The Na+/I- symporter mediates iodide uptake in breast cancer metastases and can be selectively down-regulated in the thyroid.

Abstract

The Na(+)/I(-) symporter (NIS) is a key plasma membrane protein that mediates active iodide (I(-)) transport in the thyroid, lactating breast, and other tissues. Functional NIS expression in thyroid cancer accounts for the longstanding success of radioactive iodide ((131)I) ablation of metastases after thyroidectomy. Breast cancer is the only other cancer demonstrating endogenous functional NIS expression. Until now, NIS activity in breast cancer metastases (BCM) was unproven. Twenty-seven women were scanned with (99m)TcO(4)(-) or (123)I(-) to assess NIS activity in their metastases. An (131)I dosimetry study was offered to patients with I(-)-accumulating tumors. Selective down-regulation of thyroid NIS was tested in 13 patients with T(3) and in one case with T(3) + methimazole (MMI; blocks I(-) organification). NIS expression was evaluated in index and/or metastatic tumor samples by immunohistochemistry. I(-) uptake was noted in 25% of NIS-expressing tumors (two of eight). The remaining cases did not show NIS expression or activity.
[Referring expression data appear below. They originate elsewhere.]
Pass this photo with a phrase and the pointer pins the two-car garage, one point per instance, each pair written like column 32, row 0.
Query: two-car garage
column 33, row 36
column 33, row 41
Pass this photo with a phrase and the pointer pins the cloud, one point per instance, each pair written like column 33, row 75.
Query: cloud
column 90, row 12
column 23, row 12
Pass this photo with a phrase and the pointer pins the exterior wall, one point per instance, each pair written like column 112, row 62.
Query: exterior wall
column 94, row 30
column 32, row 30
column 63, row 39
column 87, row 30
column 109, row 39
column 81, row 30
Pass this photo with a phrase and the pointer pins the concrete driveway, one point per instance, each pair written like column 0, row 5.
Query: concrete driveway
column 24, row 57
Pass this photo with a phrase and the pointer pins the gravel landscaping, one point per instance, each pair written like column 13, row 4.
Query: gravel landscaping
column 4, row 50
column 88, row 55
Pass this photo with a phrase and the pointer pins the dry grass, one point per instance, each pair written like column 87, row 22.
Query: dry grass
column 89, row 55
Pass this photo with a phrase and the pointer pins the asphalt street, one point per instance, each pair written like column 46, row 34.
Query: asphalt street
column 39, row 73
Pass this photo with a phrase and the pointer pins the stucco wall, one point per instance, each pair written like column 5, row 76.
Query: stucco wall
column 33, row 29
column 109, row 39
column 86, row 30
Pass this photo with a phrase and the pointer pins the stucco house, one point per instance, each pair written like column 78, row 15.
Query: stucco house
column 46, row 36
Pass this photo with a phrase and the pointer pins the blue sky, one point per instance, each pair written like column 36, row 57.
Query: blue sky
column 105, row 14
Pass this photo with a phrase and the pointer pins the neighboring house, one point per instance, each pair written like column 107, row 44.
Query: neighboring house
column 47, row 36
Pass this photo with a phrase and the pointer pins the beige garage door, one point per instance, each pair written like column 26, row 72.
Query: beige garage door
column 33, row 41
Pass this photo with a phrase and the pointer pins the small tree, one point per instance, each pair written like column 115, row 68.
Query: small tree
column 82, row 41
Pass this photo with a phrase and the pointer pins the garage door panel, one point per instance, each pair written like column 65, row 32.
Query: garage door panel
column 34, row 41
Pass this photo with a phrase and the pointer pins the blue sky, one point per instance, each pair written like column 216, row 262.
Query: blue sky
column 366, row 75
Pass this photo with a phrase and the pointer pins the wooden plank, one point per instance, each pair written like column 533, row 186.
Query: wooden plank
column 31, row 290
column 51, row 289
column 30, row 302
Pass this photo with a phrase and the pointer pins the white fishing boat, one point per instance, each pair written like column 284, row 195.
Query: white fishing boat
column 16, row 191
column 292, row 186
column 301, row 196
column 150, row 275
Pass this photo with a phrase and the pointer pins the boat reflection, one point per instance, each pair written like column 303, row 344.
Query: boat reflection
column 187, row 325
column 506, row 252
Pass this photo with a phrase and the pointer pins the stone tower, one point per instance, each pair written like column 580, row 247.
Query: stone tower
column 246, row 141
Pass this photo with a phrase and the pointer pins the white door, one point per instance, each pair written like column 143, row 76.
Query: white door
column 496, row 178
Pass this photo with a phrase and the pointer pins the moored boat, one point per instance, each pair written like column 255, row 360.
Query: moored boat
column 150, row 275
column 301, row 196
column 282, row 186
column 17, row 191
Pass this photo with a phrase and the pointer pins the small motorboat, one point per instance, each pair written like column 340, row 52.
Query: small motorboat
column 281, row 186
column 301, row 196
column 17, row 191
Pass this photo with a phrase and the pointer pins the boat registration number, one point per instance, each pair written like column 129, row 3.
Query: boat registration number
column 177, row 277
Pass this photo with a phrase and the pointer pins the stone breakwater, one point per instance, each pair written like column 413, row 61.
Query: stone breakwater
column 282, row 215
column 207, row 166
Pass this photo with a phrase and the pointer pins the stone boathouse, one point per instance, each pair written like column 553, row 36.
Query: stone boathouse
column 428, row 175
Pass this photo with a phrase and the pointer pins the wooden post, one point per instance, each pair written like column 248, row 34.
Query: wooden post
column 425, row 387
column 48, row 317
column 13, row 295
Thyroid I(-) uptakes were decreased to </=2.8% at 24 h in T(3)-treated patients and 1/100 normal with T(3)/MMI. Uptake (2.9%) was calculated in a peribronchial metastasis on (131)I dosimetry scans at 4 h with disappearance of the signal by 24 h. We estimated a therapeutic dose of 3000 cGy could be achieved in this metastasis with 100 mCi of (131)I if the tumor exhibited the same dynamics as the T(3)/MMI-suppressed thyroid. This is the first article of in vivo, scintigraphically detected, NIS-mediated I(-) accumulation in human BCM. T(3)/MMI down-regulation of thyroid NIS makes (131)I-radioablation of BCM possible with negligible thyroid uptake and radiation damage.